When I want to talk to someone about how much I miss my brother, I tell someone who has lost a loved one and felt the ache. When I want to express how difficult it is to live within a teacher's budget, I talk to people who have struggled financially. I am not saying that we lay all of our soul bare for all the world to see, or that we whine too much about our trials; I'm just saying that it is difficult to connect with someone who "seems" to live a perfect life. We flock to blogs like Glennon's because her indomitable spirit inspires us. Her honesty is refreshing. Who wants Barbie for a friend, anyway?

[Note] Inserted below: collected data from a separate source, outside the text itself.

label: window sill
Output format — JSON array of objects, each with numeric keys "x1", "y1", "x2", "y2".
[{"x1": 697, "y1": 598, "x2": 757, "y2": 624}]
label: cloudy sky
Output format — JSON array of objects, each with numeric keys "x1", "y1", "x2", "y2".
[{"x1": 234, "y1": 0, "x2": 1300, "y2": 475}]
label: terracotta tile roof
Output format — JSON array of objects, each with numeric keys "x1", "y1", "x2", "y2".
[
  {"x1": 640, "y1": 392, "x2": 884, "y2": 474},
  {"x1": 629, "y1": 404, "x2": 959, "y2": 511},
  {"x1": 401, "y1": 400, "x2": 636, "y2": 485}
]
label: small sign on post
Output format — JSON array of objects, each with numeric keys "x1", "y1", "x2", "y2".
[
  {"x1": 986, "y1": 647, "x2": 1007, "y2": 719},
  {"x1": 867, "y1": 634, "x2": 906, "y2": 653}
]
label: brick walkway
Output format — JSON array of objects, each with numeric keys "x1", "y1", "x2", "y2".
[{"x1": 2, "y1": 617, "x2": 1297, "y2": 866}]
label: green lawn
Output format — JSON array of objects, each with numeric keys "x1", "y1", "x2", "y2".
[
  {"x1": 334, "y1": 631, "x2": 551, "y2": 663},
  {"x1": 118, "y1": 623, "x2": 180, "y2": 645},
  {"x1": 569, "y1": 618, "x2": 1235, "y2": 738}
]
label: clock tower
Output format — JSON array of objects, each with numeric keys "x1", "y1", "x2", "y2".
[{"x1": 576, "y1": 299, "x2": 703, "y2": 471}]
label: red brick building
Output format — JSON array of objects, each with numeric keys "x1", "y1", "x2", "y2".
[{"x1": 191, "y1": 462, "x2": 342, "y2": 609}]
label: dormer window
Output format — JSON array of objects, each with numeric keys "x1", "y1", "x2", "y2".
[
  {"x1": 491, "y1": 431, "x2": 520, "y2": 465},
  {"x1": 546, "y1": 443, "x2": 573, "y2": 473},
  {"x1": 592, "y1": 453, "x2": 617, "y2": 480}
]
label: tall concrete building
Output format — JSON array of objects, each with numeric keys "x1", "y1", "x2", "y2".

So here is some straight-up Emily:
I am passionately in love with my husband. I have the most beautiful, smart, and creative daughters in the history of the world and I play with them every day. I can't smell. I love to talk and write, especially about the gospel of Jesus Christ; maybe I will write a book someday. My house is never completely clean. Reading is my catharsis. Sometimes I wonder if I am doing enough with my life as a stay-home mother, but then I look at my daughters and I feel peace. I know God loves me. I cook from scratch and love to eat my creations too. I wish I was more secure about my body. I would travel the world if I had more money. I love my smile. I am cranky when I am tired. I often forget how blessed I am and wish for a bigger house with a real backyard, despite having witnessed real poverty in the world. I suffer from post-partum depression after every pregnancy. I get anxiety if I am overscheduled. I am a bargain shopper extraordinaire. I naturally love people and think the best of them. I make and cherish friends easily. I try not to say unkind things about other people, but sometimes I still think unkind thoughts. I hate it when people blame their actions on others, so I always take responsibility for my mistakes. I wish I was slower to take offense and quicker to forgive. I love to be the center of attention if I am making people laugh. I do not love to run, but I do love triathlons and my road bike. I have strong opinions and like to be right, but I can admit when I am wrong. I can say sorry. I have always loved to sing, but was insecure about my voice until recently. I cry when others are sad.

Will you tell me more about the true you?